Monday, June 23, 2003

I am very concerned that at the end of the summer, one of the current Supreme Court Justices will retire. And if it doesn't happen this summer, it is bound to happen some time before the Bush Residency ends..which means, of course, that some wing-nut will probably get nominated to the bench. But I must say, though I am often disappointed with the current right-leaning majority on the court, today we as a nation have reason to celebrate. Affirmative action has been preserved. By a 5-4 decision. While special points systems have been struck down, the central tenets of affirmative action have been upheld by the court. HALLELUJAH.

It's been a while since I had an engaging discussion with anyone about affirmative action. It is such an emotional issue for me. It is one of the issues about which I feel most strongly. I am not sure why I feel so strongly - I am a middle class white girl. Sure, I am Jewish...but that has only contributed to my opportunities in life, not hindered them. Yet, I feel it in my bones, the way I do a woman's right to choose or the injustice of the death penalty. I worked on the campaign to save it in California...and when we lost...when all the people of California lost...I was so dejected I quit politics all together and went to work in the private sector where I would not grow so emotionally attached to my work.

Many years ago, I decided to keep my feelings about affirmative action to myself. It was easier to bait me into a heated argument about affirmative action than it is to give candy to a child. And invariably, I would become so enraged and feel utterly crushed if the person I was arguing with did not believe that affirmative action is necessary; that the ridiculous phrase "reverse racism" would be used; that they would conjure up some story about how a deserving white person was on the losing end of affirmative action...someone always knew someone who lost a spot at a school, on a team, in a club because a minority candidate got it...that offensive belief that the only way a white person could be rejected was because some undeserving minority was accepted in his place...and the other side of that equation being that the only way a minority person could be accepted was by displacing some more deserving white candidate, but not because he or she was deserving in his or her own right. These arguments would make me nuts. I even found myself one day arguing...practically screaming...at the top of my lungs in the middle of California Street after getting off the bus from work one day. I was arguing with a friend who claimed that he was the "victim" of affirmative action. I didn't understand. He went to private prep school on scholarship. Then he attended Princeton on a football scholarship. And he got his job because he knew someone from Proinceton who knew the person doing the hiring. Yet somehow he believed that he was victimized by affirmative action. Because he didn't get into his first choice prep school and some nameless, faceless minority person did and therefore they took his spot. Nevermind this guy was, as my sister would say, "dumb as a box o' rocks." We haven't spoken since. That was 1997.

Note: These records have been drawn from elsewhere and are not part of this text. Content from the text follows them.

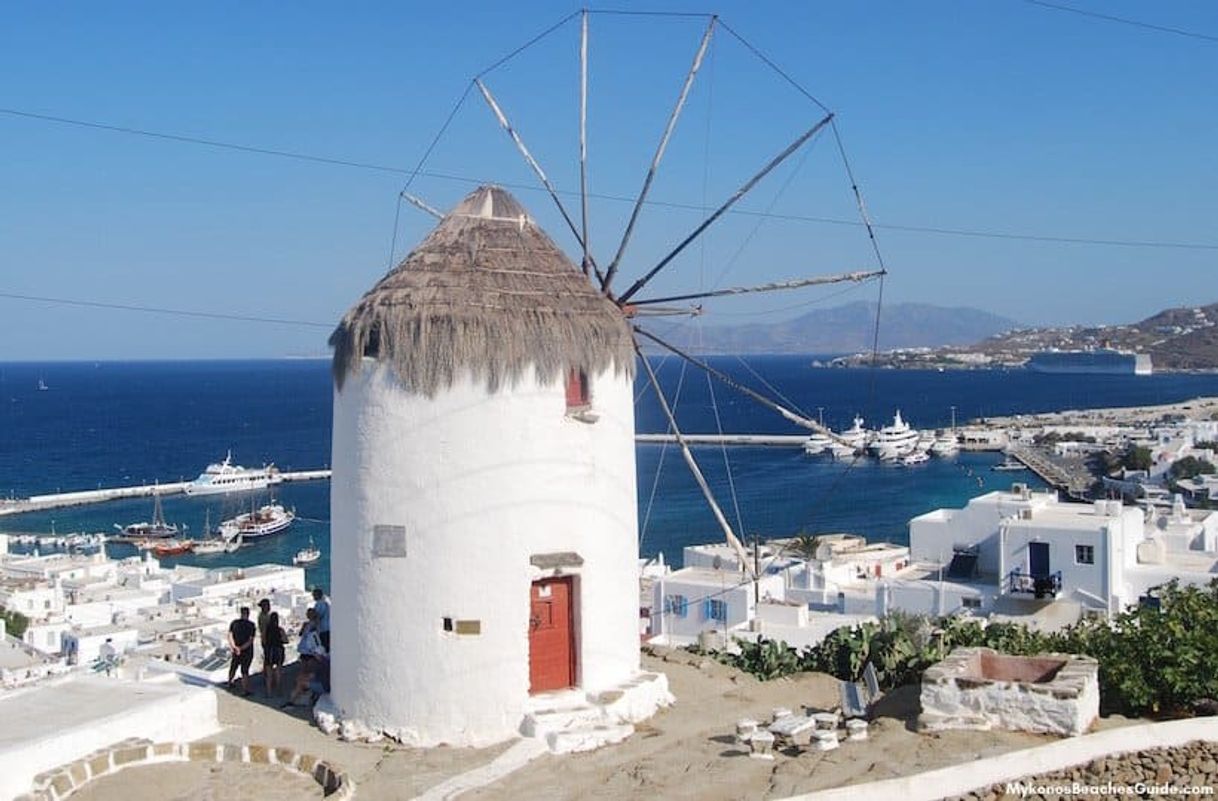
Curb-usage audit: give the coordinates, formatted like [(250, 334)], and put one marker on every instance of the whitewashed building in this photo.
[(482, 497), (1105, 556)]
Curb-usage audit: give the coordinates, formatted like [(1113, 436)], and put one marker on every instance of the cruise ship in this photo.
[(225, 476), (1101, 360)]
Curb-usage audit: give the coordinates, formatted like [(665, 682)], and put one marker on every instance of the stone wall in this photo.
[(1156, 771), (977, 688), (62, 782)]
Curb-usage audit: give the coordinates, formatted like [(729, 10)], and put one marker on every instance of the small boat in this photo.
[(156, 530), (817, 443), (945, 446), (218, 544), (263, 521), (850, 441), (894, 441), (307, 555), (225, 476), (173, 548)]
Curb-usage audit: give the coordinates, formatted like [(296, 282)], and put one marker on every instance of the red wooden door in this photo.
[(551, 636)]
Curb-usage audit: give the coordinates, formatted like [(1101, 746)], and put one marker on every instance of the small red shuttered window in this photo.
[(577, 393)]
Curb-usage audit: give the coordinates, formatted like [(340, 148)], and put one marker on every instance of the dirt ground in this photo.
[(685, 752)]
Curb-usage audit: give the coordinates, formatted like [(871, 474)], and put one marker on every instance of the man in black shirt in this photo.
[(241, 633)]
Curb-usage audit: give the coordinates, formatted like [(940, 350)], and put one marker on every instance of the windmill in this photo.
[(632, 301), (484, 460)]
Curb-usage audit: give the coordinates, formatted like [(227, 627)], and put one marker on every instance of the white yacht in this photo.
[(850, 441), (263, 521), (945, 444), (225, 476), (894, 441), (817, 443), (307, 555)]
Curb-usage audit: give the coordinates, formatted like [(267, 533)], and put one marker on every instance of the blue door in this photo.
[(1038, 559)]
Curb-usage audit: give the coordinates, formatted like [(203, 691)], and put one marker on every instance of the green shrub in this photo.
[(1154, 661), (15, 622)]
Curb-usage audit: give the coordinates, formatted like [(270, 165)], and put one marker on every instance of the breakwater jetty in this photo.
[(1072, 479), (85, 497), (788, 441)]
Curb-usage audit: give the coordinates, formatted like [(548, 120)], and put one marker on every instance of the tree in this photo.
[(1190, 468), (1137, 458), (15, 622)]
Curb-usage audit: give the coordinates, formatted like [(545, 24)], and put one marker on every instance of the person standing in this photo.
[(241, 636), (274, 640), (311, 638), (322, 604)]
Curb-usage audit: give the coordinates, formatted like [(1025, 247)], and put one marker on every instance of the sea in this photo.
[(112, 424)]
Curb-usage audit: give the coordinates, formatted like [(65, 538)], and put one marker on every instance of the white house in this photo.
[(228, 582), (1102, 555), (482, 496)]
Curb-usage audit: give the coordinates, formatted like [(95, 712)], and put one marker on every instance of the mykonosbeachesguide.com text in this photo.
[(1078, 789)]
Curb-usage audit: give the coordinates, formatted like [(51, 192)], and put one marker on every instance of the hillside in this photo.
[(1179, 339), (850, 328)]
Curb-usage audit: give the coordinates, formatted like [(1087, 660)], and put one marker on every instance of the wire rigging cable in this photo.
[(1126, 21), (664, 449), (616, 199)]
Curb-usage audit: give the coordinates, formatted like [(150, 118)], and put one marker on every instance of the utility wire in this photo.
[(1123, 21), (619, 199), (157, 309)]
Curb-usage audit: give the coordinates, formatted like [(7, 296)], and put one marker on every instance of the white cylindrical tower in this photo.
[(484, 498)]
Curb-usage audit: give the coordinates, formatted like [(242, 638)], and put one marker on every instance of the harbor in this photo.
[(87, 497)]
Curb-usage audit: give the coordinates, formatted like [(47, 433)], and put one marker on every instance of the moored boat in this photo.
[(945, 444), (224, 476), (173, 548), (850, 441), (894, 441), (156, 530), (263, 521), (216, 544), (307, 555)]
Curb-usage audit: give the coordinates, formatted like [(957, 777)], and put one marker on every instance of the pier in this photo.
[(1072, 479), (788, 441), (85, 497)]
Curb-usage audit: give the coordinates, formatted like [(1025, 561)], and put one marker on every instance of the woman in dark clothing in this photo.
[(275, 642)]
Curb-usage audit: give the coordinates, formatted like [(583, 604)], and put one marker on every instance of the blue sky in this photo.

And when A___ and I started dating we would get into political discussions and he would express his opposition, or at least ambivalence, to affirmative action. And I would find myself talking down to him, then getting angry with him and losing respect for him. So I decided to keep my affirmative action feelings to myself. Race issues are very hot...chances of me convinving someone to see my point of view are as slim as me seeing theirs. So I determined that it is simply not worth it to argue, strain relationships and lose friends.

But today is a happy day. Nuanced as it is, the decision is unequivocal...as Justice Sandra Day O'Connor said, "Student body diversity is a compelling state interest in the context of university admissions...Race-based action to further a compelling government interest does not violate the [Constitution's] Equal Protection Clause."